記事:長谷川徳子(ライティング・ライブ大阪会場)
 
 
「目にもワイパーいるな」
生まれて初めてそう思った。
 
目から涙が滝のようにあふれて、本当に何も見えなくなって、自転車を漕ぐのを諦めた。自転車を止めた公園の片隅で、誰にもばれないようにうつむいたまま声を殺して、しばらく涙を流し続けた。
 
医師からの告知はあっさりとしたものだった。
市民向けの乳がん検診で「要精密検査」と診断され、精密検査を受けた。その結果を聞きに行ったら、「悪性の腫瘍ですね」だったか、「がんですね」だったか、正確に何と言われたのかは、思い出せない。その瞬間の記憶を失うほどの衝撃だったのに、さらっと言われたな~ということはなぜか覚えている。
 
ラッキーなことに初期の初期で発見できたため直径8ミリという小ささだったこと。摘出すれば問題ないであろうこと。抗がん剤を使うかどうかは、腫瘍の種類によって決めること。念の為に乳房の近くにあるリンパ節の切除はしておいてほうがいいであろうこと等が医師からの説明だった。

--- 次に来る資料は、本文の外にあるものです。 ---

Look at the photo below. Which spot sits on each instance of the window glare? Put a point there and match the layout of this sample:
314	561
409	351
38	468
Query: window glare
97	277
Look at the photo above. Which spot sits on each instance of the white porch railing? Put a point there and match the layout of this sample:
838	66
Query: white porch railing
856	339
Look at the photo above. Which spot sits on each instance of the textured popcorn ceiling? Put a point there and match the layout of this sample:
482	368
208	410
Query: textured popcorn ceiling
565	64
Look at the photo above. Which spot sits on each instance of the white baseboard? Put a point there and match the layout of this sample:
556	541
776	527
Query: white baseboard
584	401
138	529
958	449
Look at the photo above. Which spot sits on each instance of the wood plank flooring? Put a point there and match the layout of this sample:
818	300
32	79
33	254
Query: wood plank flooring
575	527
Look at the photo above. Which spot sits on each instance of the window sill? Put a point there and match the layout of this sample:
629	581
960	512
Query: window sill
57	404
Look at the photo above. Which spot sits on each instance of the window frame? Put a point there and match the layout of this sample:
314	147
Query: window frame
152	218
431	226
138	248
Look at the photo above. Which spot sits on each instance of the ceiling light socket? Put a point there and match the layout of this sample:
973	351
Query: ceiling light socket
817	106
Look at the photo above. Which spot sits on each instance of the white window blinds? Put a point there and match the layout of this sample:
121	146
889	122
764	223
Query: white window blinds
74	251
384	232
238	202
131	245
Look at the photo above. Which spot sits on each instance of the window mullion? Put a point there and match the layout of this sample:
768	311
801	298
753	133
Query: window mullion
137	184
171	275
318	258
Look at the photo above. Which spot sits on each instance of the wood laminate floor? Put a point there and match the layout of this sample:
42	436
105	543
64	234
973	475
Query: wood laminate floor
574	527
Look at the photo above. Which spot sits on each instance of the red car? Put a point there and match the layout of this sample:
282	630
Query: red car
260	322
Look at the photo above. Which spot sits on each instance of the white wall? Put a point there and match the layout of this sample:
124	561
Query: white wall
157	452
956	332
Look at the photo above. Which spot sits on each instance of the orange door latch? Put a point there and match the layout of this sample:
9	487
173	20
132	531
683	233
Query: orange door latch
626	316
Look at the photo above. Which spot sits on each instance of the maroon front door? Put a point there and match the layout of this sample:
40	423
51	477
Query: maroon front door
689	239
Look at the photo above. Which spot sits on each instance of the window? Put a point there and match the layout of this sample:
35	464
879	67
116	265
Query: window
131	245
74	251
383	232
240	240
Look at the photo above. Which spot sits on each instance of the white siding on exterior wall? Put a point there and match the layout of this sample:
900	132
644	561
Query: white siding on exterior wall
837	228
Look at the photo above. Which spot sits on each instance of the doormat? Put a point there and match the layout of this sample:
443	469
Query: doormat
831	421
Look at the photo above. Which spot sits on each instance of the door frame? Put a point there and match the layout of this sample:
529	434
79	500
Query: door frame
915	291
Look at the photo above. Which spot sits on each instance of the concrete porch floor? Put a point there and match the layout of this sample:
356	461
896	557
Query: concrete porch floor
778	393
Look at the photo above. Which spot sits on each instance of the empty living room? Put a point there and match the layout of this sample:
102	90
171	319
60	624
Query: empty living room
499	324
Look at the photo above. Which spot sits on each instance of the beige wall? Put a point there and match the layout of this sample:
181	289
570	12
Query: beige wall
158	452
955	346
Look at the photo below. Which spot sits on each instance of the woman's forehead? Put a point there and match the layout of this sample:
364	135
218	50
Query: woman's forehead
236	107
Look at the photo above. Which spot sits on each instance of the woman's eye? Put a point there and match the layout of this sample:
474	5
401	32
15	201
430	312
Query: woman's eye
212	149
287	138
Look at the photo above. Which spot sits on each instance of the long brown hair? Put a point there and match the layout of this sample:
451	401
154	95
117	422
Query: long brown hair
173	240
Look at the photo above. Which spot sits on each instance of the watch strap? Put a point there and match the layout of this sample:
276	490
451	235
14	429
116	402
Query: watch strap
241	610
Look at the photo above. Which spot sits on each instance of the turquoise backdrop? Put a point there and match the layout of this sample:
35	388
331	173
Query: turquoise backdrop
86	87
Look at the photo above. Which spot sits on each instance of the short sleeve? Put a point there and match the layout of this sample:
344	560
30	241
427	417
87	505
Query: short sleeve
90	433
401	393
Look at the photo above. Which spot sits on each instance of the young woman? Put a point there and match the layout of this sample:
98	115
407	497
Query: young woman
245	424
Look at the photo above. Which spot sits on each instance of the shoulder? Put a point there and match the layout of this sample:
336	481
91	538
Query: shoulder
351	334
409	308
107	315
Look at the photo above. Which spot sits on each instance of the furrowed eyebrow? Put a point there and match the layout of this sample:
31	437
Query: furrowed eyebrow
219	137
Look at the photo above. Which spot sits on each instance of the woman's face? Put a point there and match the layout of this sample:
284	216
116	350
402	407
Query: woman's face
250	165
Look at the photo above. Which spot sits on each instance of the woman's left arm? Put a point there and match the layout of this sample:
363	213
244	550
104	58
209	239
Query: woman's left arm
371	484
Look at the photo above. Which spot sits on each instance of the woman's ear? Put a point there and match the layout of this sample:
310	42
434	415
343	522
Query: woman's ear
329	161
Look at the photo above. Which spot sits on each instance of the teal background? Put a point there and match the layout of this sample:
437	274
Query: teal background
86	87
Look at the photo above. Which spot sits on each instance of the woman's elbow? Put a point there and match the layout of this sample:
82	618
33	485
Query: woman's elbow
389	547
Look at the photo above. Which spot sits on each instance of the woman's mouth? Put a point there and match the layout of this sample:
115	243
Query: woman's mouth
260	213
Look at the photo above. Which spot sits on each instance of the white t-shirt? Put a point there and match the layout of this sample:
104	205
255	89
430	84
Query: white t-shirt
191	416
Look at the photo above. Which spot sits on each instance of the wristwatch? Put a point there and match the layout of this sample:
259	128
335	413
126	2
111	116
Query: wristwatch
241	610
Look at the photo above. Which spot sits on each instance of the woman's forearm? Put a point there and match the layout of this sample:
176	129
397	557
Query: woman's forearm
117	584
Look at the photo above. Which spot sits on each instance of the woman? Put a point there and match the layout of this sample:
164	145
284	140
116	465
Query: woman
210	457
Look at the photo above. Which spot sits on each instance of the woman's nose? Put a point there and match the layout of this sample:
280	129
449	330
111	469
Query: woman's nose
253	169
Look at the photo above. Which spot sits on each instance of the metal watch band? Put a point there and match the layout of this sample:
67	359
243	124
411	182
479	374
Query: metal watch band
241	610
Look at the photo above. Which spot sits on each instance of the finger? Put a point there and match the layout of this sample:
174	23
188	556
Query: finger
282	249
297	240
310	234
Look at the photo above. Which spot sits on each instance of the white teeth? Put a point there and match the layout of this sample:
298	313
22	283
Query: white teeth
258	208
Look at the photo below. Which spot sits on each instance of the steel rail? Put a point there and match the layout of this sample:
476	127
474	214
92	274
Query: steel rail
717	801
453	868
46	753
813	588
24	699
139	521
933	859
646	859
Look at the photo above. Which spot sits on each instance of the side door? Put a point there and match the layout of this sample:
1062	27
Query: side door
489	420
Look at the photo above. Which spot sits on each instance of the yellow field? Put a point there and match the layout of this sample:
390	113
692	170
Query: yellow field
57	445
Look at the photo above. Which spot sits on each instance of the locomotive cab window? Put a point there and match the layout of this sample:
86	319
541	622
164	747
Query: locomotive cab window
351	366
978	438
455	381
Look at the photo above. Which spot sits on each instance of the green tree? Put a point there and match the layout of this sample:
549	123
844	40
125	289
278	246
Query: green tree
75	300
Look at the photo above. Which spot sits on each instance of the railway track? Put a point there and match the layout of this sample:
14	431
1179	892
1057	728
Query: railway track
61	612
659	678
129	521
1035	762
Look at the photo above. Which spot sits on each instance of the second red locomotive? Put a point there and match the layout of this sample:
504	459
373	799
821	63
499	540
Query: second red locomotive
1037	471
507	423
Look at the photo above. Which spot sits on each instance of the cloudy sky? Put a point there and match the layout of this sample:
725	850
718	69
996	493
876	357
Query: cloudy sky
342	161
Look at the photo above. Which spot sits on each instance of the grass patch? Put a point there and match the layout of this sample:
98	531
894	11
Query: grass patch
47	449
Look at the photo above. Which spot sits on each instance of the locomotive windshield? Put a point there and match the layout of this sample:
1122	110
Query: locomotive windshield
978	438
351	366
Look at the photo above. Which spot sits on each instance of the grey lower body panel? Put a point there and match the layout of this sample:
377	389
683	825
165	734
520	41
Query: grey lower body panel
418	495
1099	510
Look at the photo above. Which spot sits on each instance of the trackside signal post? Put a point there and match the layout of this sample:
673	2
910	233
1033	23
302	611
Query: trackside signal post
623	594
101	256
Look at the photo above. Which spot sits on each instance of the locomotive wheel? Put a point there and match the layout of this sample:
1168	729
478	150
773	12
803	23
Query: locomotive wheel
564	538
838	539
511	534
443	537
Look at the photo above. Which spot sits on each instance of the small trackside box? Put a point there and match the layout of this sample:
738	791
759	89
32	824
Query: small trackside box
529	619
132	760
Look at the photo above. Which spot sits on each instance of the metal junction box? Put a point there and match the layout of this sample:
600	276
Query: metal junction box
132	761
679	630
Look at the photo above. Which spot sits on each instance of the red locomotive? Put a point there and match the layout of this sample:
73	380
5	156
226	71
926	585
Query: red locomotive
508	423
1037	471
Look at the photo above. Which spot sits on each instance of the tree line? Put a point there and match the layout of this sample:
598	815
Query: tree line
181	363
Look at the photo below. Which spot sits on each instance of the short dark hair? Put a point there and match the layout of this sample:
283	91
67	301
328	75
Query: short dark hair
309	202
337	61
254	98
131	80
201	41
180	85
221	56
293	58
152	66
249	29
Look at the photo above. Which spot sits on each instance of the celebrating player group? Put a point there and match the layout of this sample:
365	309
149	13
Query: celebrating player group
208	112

最後は、手術に備えて腫瘍のより詳しい性質を調べるための検査の予約で終わった。
 
病院にいるときは、何ともなかった。会計を済ませ、玄関を出て、自転車を漕ぎ始めたら、涙がこぼれだした。自転車を漕ぎながら、私はこれからのことを思った。
 
来月は娘の小学校の入学式、夫は病気で働けない状態で、私はセミナー講師として走り出したばかりだった。友人と始めたばかりの会社はこれから忙しくなるタイミングだった。普通に最悪のタイミングだった。
でも、タイミングより何より、6歳の娘を残して私は死ぬのか? ということが、本当に怖かった。親より先に死ぬことは子供として最大の親不孝であると聞いたことがあった。でも、両親には申し訳ないが、それよりも、娘を残して逝くかもしれないということが私にとっては一番の恐怖だった。
 
小さかった娘には、病気のことは何も言わなかった。言えるわけがなかった。ただ、ママは1週間ほど病院にお泊りすることと、その間、娘はおじいちゃんの家でお泊りするということを伝えた。お風呂でアイスを食べるとか、毎夕に家の前を水撒きして虹を作るとか、自宅でできないことができるおじいちゃんの家でのお泊りに娘は大喜びだった。その無邪気な姿を二度と見れなくなるのだろうか? そう思っただけで胸の奥がぎゅーっと痛くなった。
 
2度目の衝撃は入院初日、手術後の治療計画説明のときにやってきた。患部の一部を切り取って,顕微鏡などでより詳細に調べた結果、私の腫瘍は進行の早い悪性度の高いガンであること。術後、抗がん剤治療が「絶対に」必要であること。ホルモン療法は効かないこと。放射線治療も必要になるであろうこと。HER(ハー)2たんぱくがなんとかでかんとかで……。
 
説明を受けた後、ベッドの上で呆然となった。
 
たった8ミリやねんて~! 初期の初期での発見で医者からも早くに発見できてよかったって言われてん! ラッキーやって! 自分と周りを安心させるためにいろんな人に何度も使ったセリフと、ガンって悪性腫瘍のことやんね? その悪性腫瘍の中の悪性ってどんだけ悪性なん? ってか、それって死ぬってことなん? どういうこと? そんな思いが頭の中をぐるぐるしていた。
 
友人が見舞いに来たのは、その日の晩だった。彼女の顔を見た瞬間、涙があふれだした。
初期で見つかったから取れば治ると信じてたのに、普通よりも進行が早い悪性のガンだと言われたこと。抗がん剤治療が必須と言われたこと。髪の毛だけじゃなく眉毛もまつ毛まで抜けるって言われたこと。
 
そして、告知を受けてから初めて、私は親にも誰にも言えなかったセリフを泣きながら何度も言っていた。
 
「死にたない、死にたないねん、絶対に死ぬわけにはいかんねん」
 
友人は、私の背中をさすりながら「大丈夫や、はせがわが死ぬわけ無いやろ、あんたなら大丈夫や」そう言いながら彼女も泣いた。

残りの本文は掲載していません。